Non sum ego quod feuran. I am not what I was. Not what I was in April, in this room with the children and the summer just bending around the corner, what that summer would hold, the waiting, the joy and the sudden sickness. I haven’t told that story on paper yet, again waiting, feels less essential to me than this puzzle of how I got to wanting this much, solving the mystery of why I focus on the one thing in a hundred that is not in my power to solve, this dilemma that isn’t, this lesson in – again- letting things be as they may be, and learning to let them go.  

To Consider This Summer Morning – Mary Oliver & Andre Dubus III

Andre said he read a poem every morning before sitting down to write. I can do at least that much, here, and practice the sitting.

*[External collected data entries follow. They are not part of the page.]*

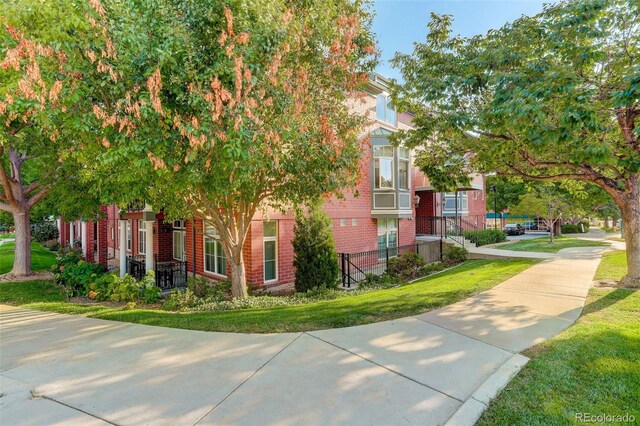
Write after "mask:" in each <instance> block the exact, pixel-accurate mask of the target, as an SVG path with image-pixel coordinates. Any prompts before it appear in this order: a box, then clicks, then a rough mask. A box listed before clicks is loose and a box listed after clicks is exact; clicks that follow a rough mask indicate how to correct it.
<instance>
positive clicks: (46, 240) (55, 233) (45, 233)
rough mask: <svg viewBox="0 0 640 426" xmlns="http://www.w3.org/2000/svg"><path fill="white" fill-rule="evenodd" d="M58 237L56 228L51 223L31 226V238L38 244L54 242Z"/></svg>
mask: <svg viewBox="0 0 640 426" xmlns="http://www.w3.org/2000/svg"><path fill="white" fill-rule="evenodd" d="M58 236H59V233H58V227H57V226H56V225H55V224H54V223H52V222H42V223H35V224H33V225H31V238H33V239H34V240H35V241H37V242H39V243H44V242H45V241H49V240H55V239H57V238H58Z"/></svg>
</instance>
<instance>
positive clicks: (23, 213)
mask: <svg viewBox="0 0 640 426" xmlns="http://www.w3.org/2000/svg"><path fill="white" fill-rule="evenodd" d="M91 15H92V9H91V8H90V6H89V4H82V3H74V2H71V1H67V0H55V1H51V2H47V5H46V7H43V6H42V4H41V2H39V1H31V0H20V1H17V0H9V1H5V2H3V3H2V4H0V24H1V25H2V27H1V29H0V46H2V48H1V50H2V51H3V53H4V57H2V58H0V122H1V124H0V210H2V211H4V212H7V213H9V214H11V215H12V217H13V223H14V225H15V230H16V243H15V261H14V265H13V269H12V271H11V273H12V274H14V275H27V274H29V273H30V268H31V259H30V240H31V238H30V213H31V211H32V209H33V208H34V206H36V205H38V204H39V203H41V202H42V200H43V199H45V197H52V194H53V192H56V195H57V196H58V197H60V198H59V199H58V201H59V202H60V204H61V205H64V203H63V202H62V201H63V199H64V198H65V197H66V196H67V194H72V193H76V190H77V189H78V188H77V186H76V185H74V183H75V181H76V179H75V177H77V176H78V174H79V172H80V169H79V168H78V166H77V163H76V161H75V159H76V157H77V153H78V152H79V151H80V150H81V147H82V143H83V142H84V141H86V138H87V137H88V136H90V137H92V138H93V137H94V136H93V132H92V131H91V130H92V129H91V128H90V126H89V125H88V124H87V116H88V113H89V112H90V111H91V108H90V105H91V102H90V100H89V99H88V90H87V87H88V84H89V83H88V82H89V81H92V80H90V79H87V78H84V79H83V78H82V77H83V72H84V71H86V70H87V65H88V64H90V63H89V61H86V60H85V58H84V54H85V50H86V49H87V48H88V47H89V46H91V45H92V44H93V43H95V42H96V41H100V37H95V35H94V34H92V33H91V32H90V31H89V30H90V25H89V24H88V23H86V22H85V18H84V16H88V17H91ZM51 22H55V23H56V25H50V23H51ZM88 208H90V203H88V202H87V200H85V203H84V207H83V209H88Z"/></svg>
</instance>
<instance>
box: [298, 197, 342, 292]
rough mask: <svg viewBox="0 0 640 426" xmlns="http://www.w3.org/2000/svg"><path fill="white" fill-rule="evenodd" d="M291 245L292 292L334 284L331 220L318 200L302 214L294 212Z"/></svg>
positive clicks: (303, 290)
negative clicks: (305, 213) (295, 222)
mask: <svg viewBox="0 0 640 426" xmlns="http://www.w3.org/2000/svg"><path fill="white" fill-rule="evenodd" d="M292 244H293V266H294V267H295V269H296V273H295V276H296V281H295V286H296V291H298V292H306V291H309V290H311V289H319V288H335V287H336V286H337V285H338V279H339V278H340V270H339V268H338V254H337V253H336V247H335V242H334V240H333V229H332V224H331V219H330V218H329V216H328V215H327V213H326V212H325V211H324V210H322V208H321V205H320V204H319V203H312V204H311V206H310V207H309V208H308V212H307V213H306V214H305V213H304V212H303V211H298V212H297V214H296V225H295V227H294V228H293V240H292Z"/></svg>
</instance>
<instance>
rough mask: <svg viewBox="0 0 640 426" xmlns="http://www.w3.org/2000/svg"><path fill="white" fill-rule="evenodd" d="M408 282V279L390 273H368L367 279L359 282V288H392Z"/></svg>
mask: <svg viewBox="0 0 640 426" xmlns="http://www.w3.org/2000/svg"><path fill="white" fill-rule="evenodd" d="M403 284H406V281H405V280H403V279H402V278H399V277H394V276H391V275H389V274H382V275H376V274H366V275H365V279H364V280H363V281H360V283H359V284H358V288H359V289H363V290H364V289H367V290H373V289H382V288H392V287H398V286H400V285H403Z"/></svg>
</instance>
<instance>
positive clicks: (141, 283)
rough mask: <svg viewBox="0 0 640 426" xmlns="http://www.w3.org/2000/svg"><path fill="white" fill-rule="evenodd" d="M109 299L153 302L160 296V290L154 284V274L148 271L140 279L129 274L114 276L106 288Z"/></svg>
mask: <svg viewBox="0 0 640 426" xmlns="http://www.w3.org/2000/svg"><path fill="white" fill-rule="evenodd" d="M107 294H108V295H109V300H111V301H113V302H140V301H141V302H144V303H155V302H157V301H158V300H160V299H161V298H162V290H160V288H159V287H158V286H157V285H156V280H155V274H154V273H153V272H152V271H150V272H148V273H147V275H145V276H144V278H142V280H140V281H136V279H135V278H133V277H132V276H131V275H129V274H126V275H125V276H124V277H122V278H119V277H116V278H114V279H113V281H112V282H111V283H110V284H109V288H108V290H107Z"/></svg>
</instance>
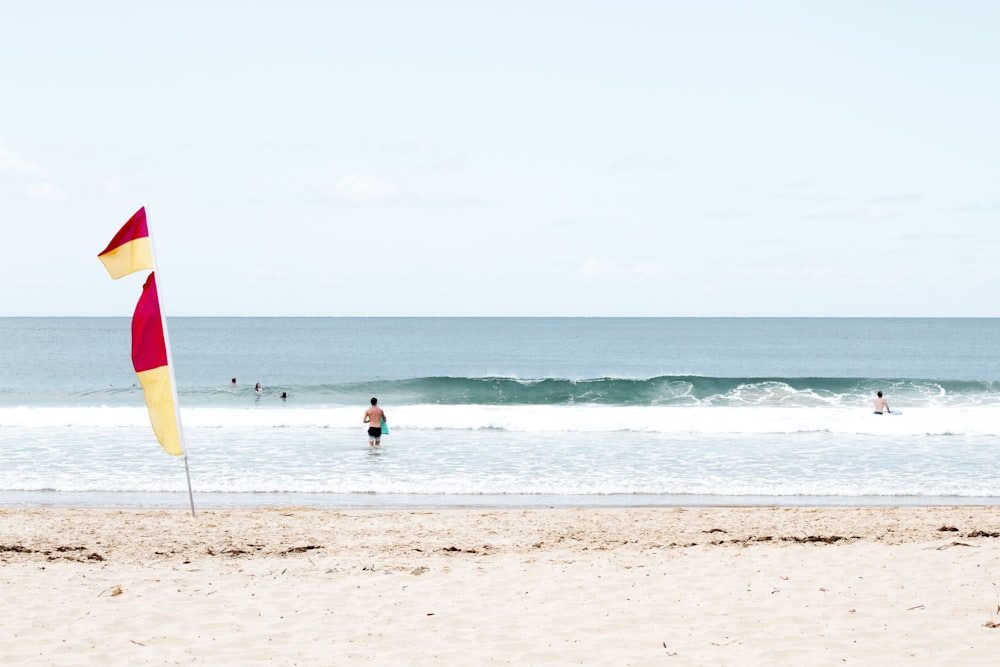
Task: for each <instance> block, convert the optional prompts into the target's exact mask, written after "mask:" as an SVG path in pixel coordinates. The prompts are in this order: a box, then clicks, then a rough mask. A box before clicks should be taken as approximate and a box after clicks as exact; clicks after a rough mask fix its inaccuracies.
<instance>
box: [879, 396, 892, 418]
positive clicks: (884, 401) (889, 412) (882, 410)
mask: <svg viewBox="0 0 1000 667" xmlns="http://www.w3.org/2000/svg"><path fill="white" fill-rule="evenodd" d="M877 396H878V398H876V399H875V414H877V415H880V414H882V412H883V411H885V412H888V413H890V414H891V413H892V410H890V409H889V402H888V401H887V400H885V399H884V398H882V392H878V394H877Z"/></svg>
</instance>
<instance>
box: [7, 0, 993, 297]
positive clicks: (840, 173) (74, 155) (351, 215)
mask: <svg viewBox="0 0 1000 667" xmlns="http://www.w3.org/2000/svg"><path fill="white" fill-rule="evenodd" d="M997 34H1000V5H997V4H995V3H992V2H955V3H940V2H917V1H913V2H906V1H902V0H900V1H898V2H878V1H872V2H801V1H800V2H767V1H761V2H725V1H711V0H706V1H703V2H668V1H663V2H638V1H632V2H630V1H627V0H622V1H618V2H544V1H539V2H516V1H506V2H473V1H471V0H470V1H466V2H402V1H400V2H379V1H367V2H295V1H290V2H211V1H207V2H159V3H153V2H134V1H132V2H106V1H100V0H98V1H92V2H52V1H45V0H40V1H38V2H14V1H5V2H2V4H0V66H2V71H3V77H2V79H0V86H2V100H3V101H2V104H0V221H2V229H3V235H4V242H3V244H0V248H2V250H0V289H2V293H3V295H4V296H3V299H2V300H0V315H125V316H127V315H130V314H131V312H132V308H133V307H134V304H135V301H136V299H137V298H138V294H139V292H140V289H141V284H142V278H141V277H139V276H129V277H126V278H123V279H121V280H119V281H117V282H114V281H111V280H110V279H109V278H108V277H107V274H106V273H105V272H104V269H103V267H102V266H101V264H100V263H99V262H98V261H97V259H96V255H97V253H98V252H99V251H100V250H101V249H103V248H104V246H105V245H106V244H107V242H108V241H109V240H110V239H111V236H112V235H113V234H114V233H115V231H117V229H118V228H119V227H120V226H121V225H122V224H123V223H124V222H125V221H126V220H127V219H128V218H129V216H131V215H132V213H133V212H135V210H136V209H138V208H139V207H140V206H146V210H147V213H148V215H149V223H150V227H151V230H152V233H153V237H154V243H155V247H156V253H157V255H158V260H159V274H158V279H159V280H158V282H159V284H160V290H161V297H162V299H163V305H164V308H165V309H166V310H167V313H168V315H375V316H381V315H529V316H544V315H551V316H562V315H589V316H619V315H634V316H685V315H687V316H988V317H995V316H1000V309H998V307H997V305H996V304H997V302H998V301H997V297H996V295H997V294H998V293H1000V269H998V263H997V257H998V255H1000V224H998V223H1000V132H998V131H997V126H998V122H1000V121H998V119H1000V88H998V86H997V84H996V81H997V71H998V67H1000V40H998V39H997V37H996V36H997Z"/></svg>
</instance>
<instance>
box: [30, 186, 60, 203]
mask: <svg viewBox="0 0 1000 667" xmlns="http://www.w3.org/2000/svg"><path fill="white" fill-rule="evenodd" d="M28 196H29V197H34V198H35V199H48V200H52V201H58V200H61V199H65V198H66V195H64V194H63V192H62V190H60V189H59V188H57V187H55V186H54V185H52V184H51V183H32V184H31V185H29V186H28Z"/></svg>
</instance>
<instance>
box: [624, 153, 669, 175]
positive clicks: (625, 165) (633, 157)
mask: <svg viewBox="0 0 1000 667" xmlns="http://www.w3.org/2000/svg"><path fill="white" fill-rule="evenodd" d="M672 168H673V165H672V164H671V163H670V160H663V159H660V158H653V157H649V156H648V155H644V154H642V155H629V156H627V157H623V158H620V159H618V160H615V161H614V162H612V163H611V169H612V170H614V171H669V170H670V169H672Z"/></svg>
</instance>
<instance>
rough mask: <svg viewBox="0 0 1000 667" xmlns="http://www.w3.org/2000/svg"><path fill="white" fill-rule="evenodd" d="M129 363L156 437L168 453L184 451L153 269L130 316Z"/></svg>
mask: <svg viewBox="0 0 1000 667" xmlns="http://www.w3.org/2000/svg"><path fill="white" fill-rule="evenodd" d="M132 366H133V367H134V368H135V374H136V375H137V376H139V384H141V385H142V391H143V393H145V394H146V409H147V410H149V421H150V423H151V424H152V425H153V433H155V434H156V439H157V440H159V441H160V444H161V445H162V446H163V449H164V451H166V452H167V454H173V455H174V456H181V455H183V454H184V447H183V446H182V445H181V435H180V429H179V428H178V423H177V408H176V405H175V403H174V389H173V379H172V378H171V375H170V363H169V361H168V359H167V344H166V339H165V338H164V336H163V318H162V317H161V316H160V299H159V296H158V295H157V293H156V273H155V272H154V273H150V274H149V277H148V278H146V284H145V285H143V286H142V296H140V297H139V303H138V304H136V306H135V314H134V315H133V316H132Z"/></svg>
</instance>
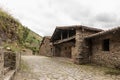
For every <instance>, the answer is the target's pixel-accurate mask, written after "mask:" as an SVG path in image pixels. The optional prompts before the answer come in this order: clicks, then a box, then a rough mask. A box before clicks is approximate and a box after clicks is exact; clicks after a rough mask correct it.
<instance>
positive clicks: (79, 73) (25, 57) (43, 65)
mask: <svg viewBox="0 0 120 80" xmlns="http://www.w3.org/2000/svg"><path fill="white" fill-rule="evenodd" d="M22 60H23V61H24V62H25V63H26V66H27V67H28V69H27V70H21V71H20V72H18V73H17V74H16V76H15V79H14V80H120V75H118V76H115V75H106V74H105V70H106V69H105V68H103V67H96V66H90V65H76V64H73V63H71V62H70V60H69V59H67V58H60V57H56V58H51V57H44V56H22Z"/></svg>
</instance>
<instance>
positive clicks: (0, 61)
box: [0, 49, 4, 80]
mask: <svg viewBox="0 0 120 80" xmlns="http://www.w3.org/2000/svg"><path fill="white" fill-rule="evenodd" d="M3 76H4V53H3V51H2V49H0V80H4V79H3Z"/></svg>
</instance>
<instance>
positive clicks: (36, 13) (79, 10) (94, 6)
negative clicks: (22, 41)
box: [0, 0, 120, 36]
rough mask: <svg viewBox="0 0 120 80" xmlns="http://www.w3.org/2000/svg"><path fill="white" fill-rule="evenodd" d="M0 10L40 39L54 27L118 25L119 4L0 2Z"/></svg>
mask: <svg viewBox="0 0 120 80" xmlns="http://www.w3.org/2000/svg"><path fill="white" fill-rule="evenodd" d="M0 6H2V7H3V8H4V9H6V10H8V11H9V12H10V13H11V14H12V15H13V16H14V17H15V18H17V19H18V20H19V21H20V22H21V23H22V24H23V25H25V26H27V27H29V28H30V29H32V30H33V31H35V32H37V33H38V34H40V35H42V36H44V35H52V33H53V31H54V29H55V27H56V26H65V25H76V24H81V25H86V26H92V27H96V28H102V29H107V28H111V27H113V26H118V25H119V24H120V22H119V21H120V15H119V14H120V10H119V7H120V6H119V0H90V1H89V0H0Z"/></svg>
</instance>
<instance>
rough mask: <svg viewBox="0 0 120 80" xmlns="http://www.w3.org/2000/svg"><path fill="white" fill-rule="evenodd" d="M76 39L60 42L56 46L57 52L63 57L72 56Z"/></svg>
mask: <svg viewBox="0 0 120 80" xmlns="http://www.w3.org/2000/svg"><path fill="white" fill-rule="evenodd" d="M74 44H75V43H74V41H71V42H66V43H62V44H58V45H57V46H56V54H58V56H61V57H67V58H72V47H74V46H75V45H74Z"/></svg>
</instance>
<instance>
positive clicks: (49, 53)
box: [39, 38, 53, 56]
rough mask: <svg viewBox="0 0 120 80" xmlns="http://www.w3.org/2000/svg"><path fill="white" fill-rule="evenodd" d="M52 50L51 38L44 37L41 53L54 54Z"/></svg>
mask: <svg viewBox="0 0 120 80" xmlns="http://www.w3.org/2000/svg"><path fill="white" fill-rule="evenodd" d="M52 51H53V47H52V44H51V43H50V39H49V38H44V40H43V42H42V44H41V46H40V50H39V54H40V55H43V56H52V55H53V54H52Z"/></svg>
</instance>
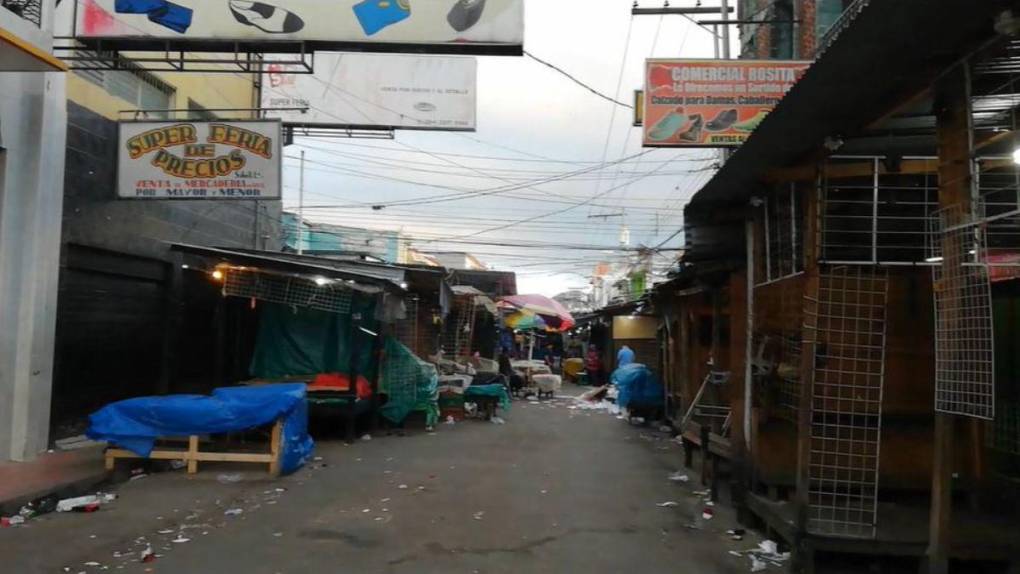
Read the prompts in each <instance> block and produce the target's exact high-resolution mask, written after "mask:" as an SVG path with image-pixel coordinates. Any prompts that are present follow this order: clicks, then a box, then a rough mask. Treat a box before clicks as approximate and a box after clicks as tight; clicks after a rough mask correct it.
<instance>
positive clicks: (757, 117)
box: [733, 110, 769, 132]
mask: <svg viewBox="0 0 1020 574" xmlns="http://www.w3.org/2000/svg"><path fill="white" fill-rule="evenodd" d="M768 112H769V110H758V113H756V114H755V115H754V116H752V117H750V118H748V119H745V120H744V121H742V122H739V123H734V124H733V128H734V129H739V131H741V132H754V131H755V128H756V127H758V125H759V124H761V122H762V120H764V119H765V116H766V115H768Z"/></svg>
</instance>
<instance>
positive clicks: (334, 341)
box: [251, 297, 378, 380]
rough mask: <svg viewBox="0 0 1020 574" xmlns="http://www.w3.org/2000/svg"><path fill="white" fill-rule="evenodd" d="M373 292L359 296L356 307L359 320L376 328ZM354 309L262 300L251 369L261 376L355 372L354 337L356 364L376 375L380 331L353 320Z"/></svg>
mask: <svg viewBox="0 0 1020 574" xmlns="http://www.w3.org/2000/svg"><path fill="white" fill-rule="evenodd" d="M374 311H375V303H374V300H373V299H372V298H368V297H354V299H353V301H352V303H351V312H352V313H358V314H360V316H361V319H360V321H359V323H358V324H359V325H361V326H363V327H364V328H366V329H368V330H371V331H373V332H377V330H378V328H377V326H376V321H375V319H374ZM351 317H352V315H341V314H338V313H328V312H325V311H316V310H314V309H307V308H304V307H291V306H288V305H278V304H275V303H263V304H262V308H261V314H260V317H259V329H258V337H257V338H256V342H255V353H254V355H253V357H252V362H251V374H252V376H255V377H258V378H267V379H277V378H284V377H288V376H303V375H315V374H319V373H343V374H349V373H350V372H351V358H352V357H351V355H352V353H351V351H352V345H351V341H352V337H354V338H353V341H355V342H356V346H353V348H354V353H355V357H354V366H355V367H356V368H357V373H358V375H360V376H363V377H365V378H367V379H368V380H372V379H373V378H374V376H375V361H374V358H373V352H374V346H375V337H374V336H373V335H371V334H369V333H366V332H364V331H363V330H361V329H360V328H357V327H356V326H354V324H353V322H352V319H351Z"/></svg>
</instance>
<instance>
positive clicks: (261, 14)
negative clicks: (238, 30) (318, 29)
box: [231, 0, 305, 34]
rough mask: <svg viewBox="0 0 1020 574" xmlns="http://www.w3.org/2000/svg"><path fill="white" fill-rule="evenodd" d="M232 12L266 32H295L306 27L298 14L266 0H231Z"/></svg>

“Someone I loved once gave me a box full of darkness. It took me years to understand that this too, was a gift.” MO

“The most regretful people on earth are those who felt the call to creative work, who felt their own creative power restive and uprising, and gave to it neither power nor time.”  MO

“Ten times a day something happens to me like this – some strengthening throb of amazement – some good sweet empathic ping and swell. This is the first, the wildest and the wisest thing I know: that the soul exists and is built entirely out of attentiveness.” MO

“So every day
So every day
I was surrounded by the beautiful crying forth
of the ideas of God,
one of which was you.” MO

“I go down to the shore in the morning
and depending on the hour the waves
are rolling in or moving out,
and I say, oh, I am miserable,
what shall—
what should I do? And the sea says
in its lovely voice:
Excuse me, I have work to do.” MO

“Most of the time I feel stupid, insensitive, mediocre, talentless and vulnerable—like I’m about to cry any second—and wrong. I’ve found that when that happens, it usually means I’m writing pretty well, pretty deeply, pretty rawly.” AD

“And I felt more like me than I ever had, as if the years I’d lived so far had formed layers of skin and muscle over myself that others saw as me when the real one had been underneath all along, and I knew writing- even writing badly- had peeled away those layers, and I knew then that if I wanted to stay awake and alive, if I wanted to stay me, I would have to keep writing.”  AD

I took a class last year with Andre Dubus III (author House of Sand and Fog and Townie) . Being around a man from Newburyport was the gift of New England home on a rainy Seattle afternoon, and we have a mutual friend in Joe Salvatore (author of To Assume a Pleasing Shape /editor of the Brooklyn Rail), from Brockton, a friend from a thousand barefoot years ago. I take these writing classes to remind me of what I have always thought I would do – and should do. Andre said he read a poem every morning before sitting down to write. I can do at least that much, here, and practice the sitting.